Container shipping outlook bleak as tonnage glut continues
The outlook for the global container shipping market remains bleak as analysts continued to blame the severe tonnage glut that is not expected to diminish any time soon.
With roughly 85% of the world's existing orderbook for containerships to be delivered by 31 December 2015, there will be a need to scrap 25% of all boxships of more than 3,000 teu in order to maintain the current 'overcapacity', according to Alan Murphy, chief operating officer and partner at SeaIntel Maritime Analysis.
And despite global demand registering positive growth of 4-6% a year, it is still not enough to absorb the excess shipping tonnage, Murphy told delegates at the TOC Container Supply Chain conference held in Singapore on Tuesday.
Another analyst Alphaliner forecast that new tonnage hitting the waters will be at an average of 360,000-470,000 teu per quarter going into 2015, up from 345,000 teu per quarter at present, pointing to capacity growth of 7-8% on compounded average basis.

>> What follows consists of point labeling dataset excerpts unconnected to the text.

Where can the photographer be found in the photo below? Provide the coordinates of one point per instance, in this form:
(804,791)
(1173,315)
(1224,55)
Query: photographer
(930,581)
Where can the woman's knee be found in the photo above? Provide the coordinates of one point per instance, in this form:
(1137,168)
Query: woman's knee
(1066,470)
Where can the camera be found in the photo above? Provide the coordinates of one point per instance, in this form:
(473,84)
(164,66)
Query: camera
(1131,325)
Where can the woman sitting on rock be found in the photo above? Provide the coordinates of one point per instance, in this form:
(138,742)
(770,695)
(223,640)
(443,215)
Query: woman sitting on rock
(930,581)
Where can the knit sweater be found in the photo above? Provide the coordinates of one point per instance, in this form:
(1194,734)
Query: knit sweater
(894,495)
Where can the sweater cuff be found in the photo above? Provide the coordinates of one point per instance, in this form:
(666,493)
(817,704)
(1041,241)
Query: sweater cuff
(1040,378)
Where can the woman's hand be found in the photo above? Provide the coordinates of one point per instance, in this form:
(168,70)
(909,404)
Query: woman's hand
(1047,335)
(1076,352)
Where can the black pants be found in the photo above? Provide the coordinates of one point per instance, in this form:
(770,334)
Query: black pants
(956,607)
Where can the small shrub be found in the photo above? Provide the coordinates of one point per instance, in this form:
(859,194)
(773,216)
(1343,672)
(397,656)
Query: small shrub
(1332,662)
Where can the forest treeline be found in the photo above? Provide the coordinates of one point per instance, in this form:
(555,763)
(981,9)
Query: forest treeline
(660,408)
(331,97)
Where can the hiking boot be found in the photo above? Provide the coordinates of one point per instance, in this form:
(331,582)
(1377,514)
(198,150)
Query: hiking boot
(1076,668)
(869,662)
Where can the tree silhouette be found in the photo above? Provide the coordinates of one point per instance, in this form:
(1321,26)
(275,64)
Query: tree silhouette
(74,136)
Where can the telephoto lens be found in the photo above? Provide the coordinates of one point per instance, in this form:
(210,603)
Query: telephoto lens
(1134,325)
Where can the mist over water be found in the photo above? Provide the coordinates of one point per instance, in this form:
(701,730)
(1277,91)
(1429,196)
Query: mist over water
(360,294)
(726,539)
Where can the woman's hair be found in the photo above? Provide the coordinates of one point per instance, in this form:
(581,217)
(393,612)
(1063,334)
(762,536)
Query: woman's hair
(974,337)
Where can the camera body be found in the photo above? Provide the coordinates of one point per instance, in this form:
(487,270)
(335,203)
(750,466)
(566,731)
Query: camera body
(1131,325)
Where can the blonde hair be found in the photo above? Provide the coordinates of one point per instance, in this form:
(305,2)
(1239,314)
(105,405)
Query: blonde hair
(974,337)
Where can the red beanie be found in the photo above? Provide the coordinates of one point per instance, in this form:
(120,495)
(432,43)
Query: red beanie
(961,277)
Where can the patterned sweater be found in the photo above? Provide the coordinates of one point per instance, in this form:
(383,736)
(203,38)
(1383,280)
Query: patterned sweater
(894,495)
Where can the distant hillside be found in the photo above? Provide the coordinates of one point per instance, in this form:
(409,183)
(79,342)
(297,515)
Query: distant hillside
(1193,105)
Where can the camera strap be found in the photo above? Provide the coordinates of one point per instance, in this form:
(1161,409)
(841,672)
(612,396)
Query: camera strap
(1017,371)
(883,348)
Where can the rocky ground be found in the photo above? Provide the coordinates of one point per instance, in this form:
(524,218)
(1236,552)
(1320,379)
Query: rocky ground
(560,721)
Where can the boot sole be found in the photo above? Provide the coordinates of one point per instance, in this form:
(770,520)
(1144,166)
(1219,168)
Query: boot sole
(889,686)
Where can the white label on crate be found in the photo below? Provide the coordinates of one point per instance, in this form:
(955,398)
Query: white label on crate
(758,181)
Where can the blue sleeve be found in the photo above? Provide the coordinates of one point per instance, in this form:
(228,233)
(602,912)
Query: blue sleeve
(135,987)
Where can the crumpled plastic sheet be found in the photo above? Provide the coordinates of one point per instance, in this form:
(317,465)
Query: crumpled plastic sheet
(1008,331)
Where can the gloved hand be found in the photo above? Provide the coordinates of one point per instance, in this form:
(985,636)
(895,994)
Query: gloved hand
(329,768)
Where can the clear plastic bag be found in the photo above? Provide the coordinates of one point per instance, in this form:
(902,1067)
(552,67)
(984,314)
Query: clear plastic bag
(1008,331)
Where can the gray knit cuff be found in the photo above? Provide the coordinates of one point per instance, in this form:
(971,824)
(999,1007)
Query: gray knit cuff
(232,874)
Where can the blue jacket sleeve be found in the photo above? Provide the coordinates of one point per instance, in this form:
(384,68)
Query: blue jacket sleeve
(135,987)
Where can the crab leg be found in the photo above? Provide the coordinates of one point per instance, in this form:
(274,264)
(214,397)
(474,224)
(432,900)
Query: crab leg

“There will be no peace for container shipping with this massive build up of new capacity,” commented Tan Hua Joo, executive consultant at Alphaliner.
Tan added that the ratio of capacity growth versus vessel demolition rate is at an unhealthy level of 3:1, and idle ship capacity is somewhere between 5-8% of current tonnage.
Thomas Riber Knudsen, chief executive Asia Pacific region of Maersk Line, the world's largest container line, noted that carriers had chalked up a collective net loss of some $1.58bn in the financial year ended 2013.
One of the greatest concerns for lines, apart from the excess capacity, is rising operating costs due largely to high bunker fuel prices, according to Knudsen. He pointed out that bunker fuel prices have risen by 12.5% on average per year over the last eight years.
Dirk Van Den Bosch, chief commercial officer at DP World's UAE region, said that the industry has to accept the reality that more capacity is going to churn out by shipyards, casting a long shadow over the container shipping market.
He noted that lines are “rapidly cascading down” excess capacity from the main east-west trades into regional trades, potentially upsetting the demand-supply equation in those regions.